B-cell progenitor fate determinant interferon regulatory factor 4 (IRF4) exerts key roles in the pathogenesis and progression of multiple myeloma (MM), a currently incurable plasma cell malignancy. Aberrant expression of IRF4 and the establishment of a positive auto-regulatory loop with oncogene MYC, drives a MM specific gene-expression programme leading to the abnormal expansion of malignant immature plasma cells.
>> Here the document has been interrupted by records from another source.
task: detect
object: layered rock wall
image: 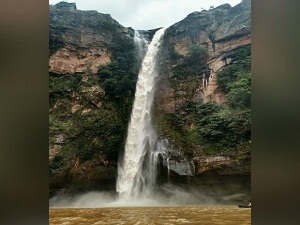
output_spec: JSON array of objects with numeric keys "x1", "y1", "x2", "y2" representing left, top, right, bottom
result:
[
  {"x1": 49, "y1": 4, "x2": 130, "y2": 74},
  {"x1": 157, "y1": 0, "x2": 251, "y2": 111}
]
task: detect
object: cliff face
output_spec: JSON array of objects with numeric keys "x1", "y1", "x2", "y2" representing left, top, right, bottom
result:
[
  {"x1": 49, "y1": 0, "x2": 250, "y2": 77},
  {"x1": 49, "y1": 1, "x2": 251, "y2": 197},
  {"x1": 153, "y1": 0, "x2": 251, "y2": 177},
  {"x1": 157, "y1": 0, "x2": 251, "y2": 112},
  {"x1": 49, "y1": 3, "x2": 134, "y2": 74},
  {"x1": 49, "y1": 3, "x2": 136, "y2": 197}
]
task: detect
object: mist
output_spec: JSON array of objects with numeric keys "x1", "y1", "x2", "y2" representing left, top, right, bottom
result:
[{"x1": 49, "y1": 181, "x2": 249, "y2": 208}]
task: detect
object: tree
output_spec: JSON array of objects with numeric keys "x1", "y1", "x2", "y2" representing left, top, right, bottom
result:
[{"x1": 226, "y1": 72, "x2": 251, "y2": 109}]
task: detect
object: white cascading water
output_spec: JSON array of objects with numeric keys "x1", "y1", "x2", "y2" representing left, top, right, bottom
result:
[
  {"x1": 117, "y1": 28, "x2": 166, "y2": 201},
  {"x1": 134, "y1": 30, "x2": 149, "y2": 62}
]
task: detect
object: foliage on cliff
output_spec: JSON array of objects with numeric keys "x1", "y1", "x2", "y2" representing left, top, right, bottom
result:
[
  {"x1": 49, "y1": 34, "x2": 139, "y2": 174},
  {"x1": 98, "y1": 35, "x2": 138, "y2": 103},
  {"x1": 158, "y1": 45, "x2": 251, "y2": 157},
  {"x1": 49, "y1": 74, "x2": 120, "y2": 168},
  {"x1": 218, "y1": 45, "x2": 251, "y2": 109},
  {"x1": 169, "y1": 45, "x2": 209, "y2": 99}
]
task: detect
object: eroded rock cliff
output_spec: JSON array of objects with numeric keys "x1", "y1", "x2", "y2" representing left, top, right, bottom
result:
[
  {"x1": 154, "y1": 0, "x2": 251, "y2": 177},
  {"x1": 49, "y1": 0, "x2": 251, "y2": 197},
  {"x1": 157, "y1": 0, "x2": 251, "y2": 111},
  {"x1": 49, "y1": 3, "x2": 134, "y2": 74}
]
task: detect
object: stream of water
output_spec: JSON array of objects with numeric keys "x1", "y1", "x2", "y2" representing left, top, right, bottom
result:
[{"x1": 116, "y1": 28, "x2": 166, "y2": 200}]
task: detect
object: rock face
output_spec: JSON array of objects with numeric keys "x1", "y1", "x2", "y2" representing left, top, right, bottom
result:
[
  {"x1": 157, "y1": 0, "x2": 251, "y2": 112},
  {"x1": 156, "y1": 139, "x2": 195, "y2": 176},
  {"x1": 155, "y1": 139, "x2": 250, "y2": 177},
  {"x1": 49, "y1": 156, "x2": 117, "y2": 196},
  {"x1": 194, "y1": 154, "x2": 251, "y2": 175},
  {"x1": 154, "y1": 0, "x2": 251, "y2": 176},
  {"x1": 49, "y1": 3, "x2": 132, "y2": 74},
  {"x1": 49, "y1": 47, "x2": 112, "y2": 74},
  {"x1": 49, "y1": 3, "x2": 132, "y2": 197},
  {"x1": 49, "y1": 1, "x2": 251, "y2": 197}
]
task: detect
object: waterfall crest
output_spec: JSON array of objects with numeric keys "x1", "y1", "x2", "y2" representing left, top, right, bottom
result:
[
  {"x1": 117, "y1": 28, "x2": 165, "y2": 200},
  {"x1": 134, "y1": 30, "x2": 149, "y2": 62}
]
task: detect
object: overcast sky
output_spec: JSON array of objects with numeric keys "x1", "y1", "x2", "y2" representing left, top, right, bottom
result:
[{"x1": 49, "y1": 0, "x2": 242, "y2": 30}]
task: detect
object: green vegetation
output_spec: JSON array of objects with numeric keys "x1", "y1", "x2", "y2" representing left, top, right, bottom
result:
[
  {"x1": 172, "y1": 45, "x2": 208, "y2": 80},
  {"x1": 49, "y1": 154, "x2": 64, "y2": 171},
  {"x1": 168, "y1": 45, "x2": 182, "y2": 62},
  {"x1": 159, "y1": 101, "x2": 251, "y2": 157},
  {"x1": 217, "y1": 45, "x2": 251, "y2": 109},
  {"x1": 195, "y1": 103, "x2": 251, "y2": 150},
  {"x1": 169, "y1": 45, "x2": 209, "y2": 99},
  {"x1": 49, "y1": 73, "x2": 130, "y2": 170},
  {"x1": 217, "y1": 45, "x2": 251, "y2": 92},
  {"x1": 98, "y1": 35, "x2": 138, "y2": 103},
  {"x1": 98, "y1": 57, "x2": 137, "y2": 103},
  {"x1": 49, "y1": 32, "x2": 140, "y2": 172},
  {"x1": 226, "y1": 72, "x2": 251, "y2": 109},
  {"x1": 159, "y1": 45, "x2": 251, "y2": 157}
]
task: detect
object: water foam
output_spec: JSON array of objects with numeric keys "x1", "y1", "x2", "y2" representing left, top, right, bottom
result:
[{"x1": 117, "y1": 28, "x2": 166, "y2": 200}]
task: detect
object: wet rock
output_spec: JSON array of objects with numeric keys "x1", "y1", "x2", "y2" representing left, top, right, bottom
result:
[
  {"x1": 194, "y1": 155, "x2": 251, "y2": 175},
  {"x1": 156, "y1": 139, "x2": 194, "y2": 176},
  {"x1": 156, "y1": 138, "x2": 250, "y2": 176},
  {"x1": 55, "y1": 134, "x2": 64, "y2": 144},
  {"x1": 168, "y1": 160, "x2": 195, "y2": 176}
]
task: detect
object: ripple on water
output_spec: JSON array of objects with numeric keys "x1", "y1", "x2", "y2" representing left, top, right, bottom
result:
[{"x1": 49, "y1": 206, "x2": 251, "y2": 225}]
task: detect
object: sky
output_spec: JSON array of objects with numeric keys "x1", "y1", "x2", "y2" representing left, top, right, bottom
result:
[{"x1": 49, "y1": 0, "x2": 242, "y2": 30}]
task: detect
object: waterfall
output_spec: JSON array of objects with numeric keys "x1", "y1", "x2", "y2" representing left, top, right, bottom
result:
[
  {"x1": 117, "y1": 28, "x2": 166, "y2": 200},
  {"x1": 134, "y1": 30, "x2": 149, "y2": 62}
]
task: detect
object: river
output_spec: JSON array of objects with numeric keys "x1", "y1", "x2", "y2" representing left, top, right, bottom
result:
[{"x1": 49, "y1": 206, "x2": 250, "y2": 225}]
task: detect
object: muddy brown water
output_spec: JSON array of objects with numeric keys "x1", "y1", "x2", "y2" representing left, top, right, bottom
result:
[{"x1": 49, "y1": 206, "x2": 251, "y2": 225}]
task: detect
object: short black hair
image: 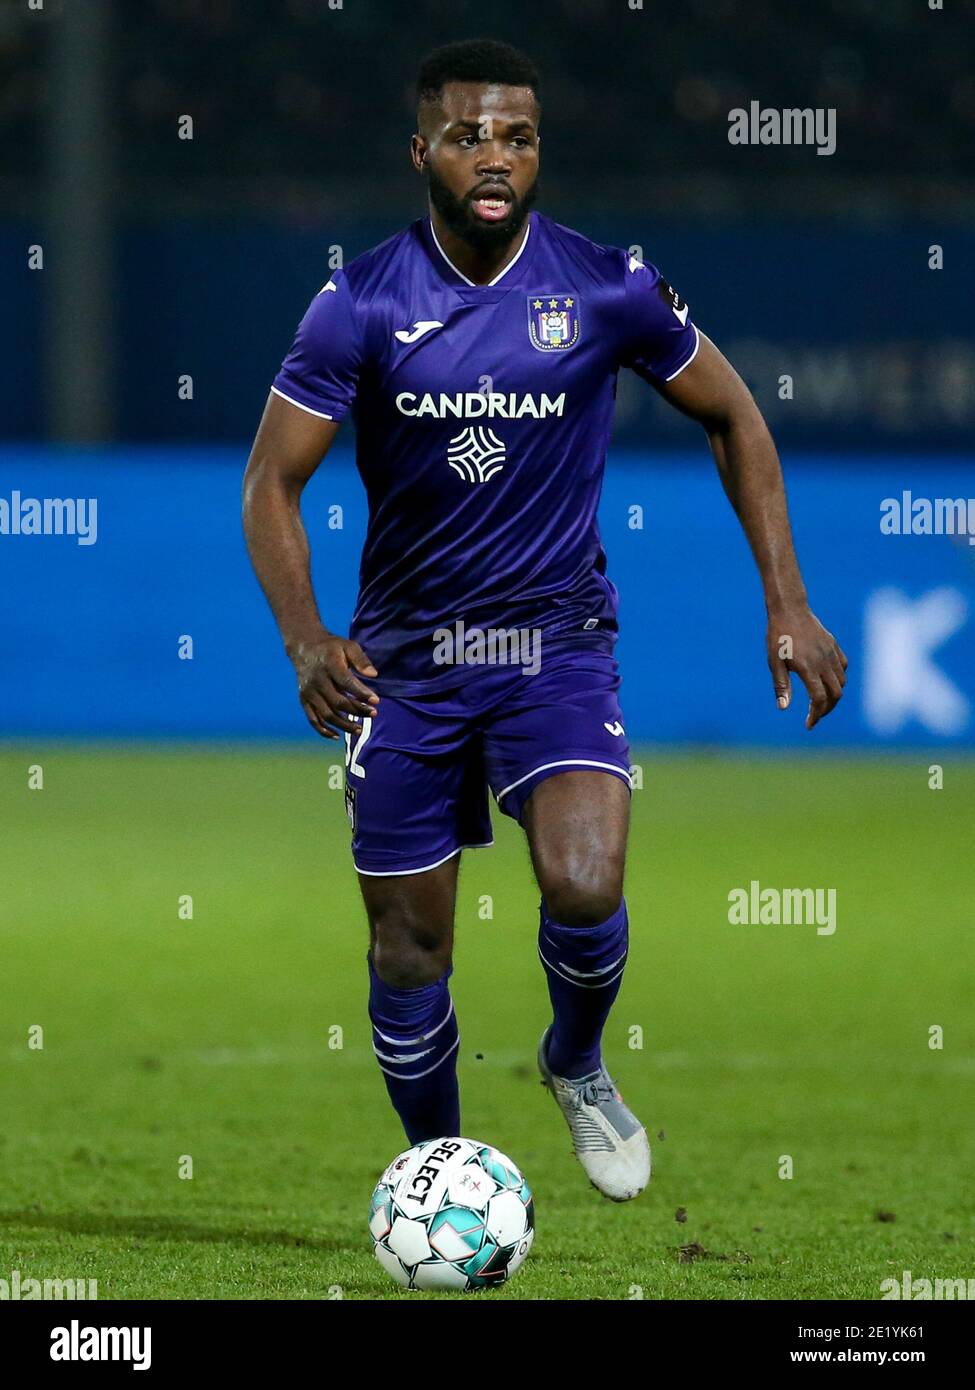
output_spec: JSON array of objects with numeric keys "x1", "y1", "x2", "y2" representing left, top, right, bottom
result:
[{"x1": 416, "y1": 39, "x2": 540, "y2": 109}]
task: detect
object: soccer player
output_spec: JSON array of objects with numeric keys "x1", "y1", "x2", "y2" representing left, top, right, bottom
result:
[{"x1": 243, "y1": 39, "x2": 847, "y2": 1201}]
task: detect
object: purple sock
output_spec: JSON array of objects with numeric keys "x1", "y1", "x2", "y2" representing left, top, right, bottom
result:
[
  {"x1": 367, "y1": 953, "x2": 460, "y2": 1144},
  {"x1": 537, "y1": 897, "x2": 629, "y2": 1079}
]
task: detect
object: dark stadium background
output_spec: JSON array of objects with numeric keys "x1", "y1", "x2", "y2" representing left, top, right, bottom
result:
[
  {"x1": 2, "y1": 0, "x2": 973, "y2": 745},
  {"x1": 1, "y1": 0, "x2": 974, "y2": 1310}
]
Targeting the IRF4-MYC oncogenic loop has the potential to provide a selective and effective therapy for MM. Here we evaluate the use of bromodomain inhibitors to target the IRF4-MYC axis through combined inhibition of their known epigenetic regulators, BRD4 and CBP/EP300. Although all inhibitors induced cell death, we found no synergistic effect of targeting both of these regulators on the viability of MM cell-lines. Importantly, for all inhibitors over a time period up to 72 hours, we detected reduced IRF4 mRNA, but a limited decrease in IRF4 protein expression or mRNA levels of downstream target genes. This indicates that inhibitor-induced loss of cell viability is not mediated through reduced IRF4 protein expression, as previously proposed. Further analysis revealed a long half-life of IRF4 protein in MM cells. In support of our experimental observations, gene network modelling of MM suggests that bromodomain inhibition is exerted primarily through MYC and not IRF4. These findings suggest that despite the autofeedback positive regulatory loop between IRF4 and MYC, bromodomain inhibitors are not effective at targeting IRF4 in MM and that novel therapeutic strategies should focus on the direct inhibition or degradation of IRF4.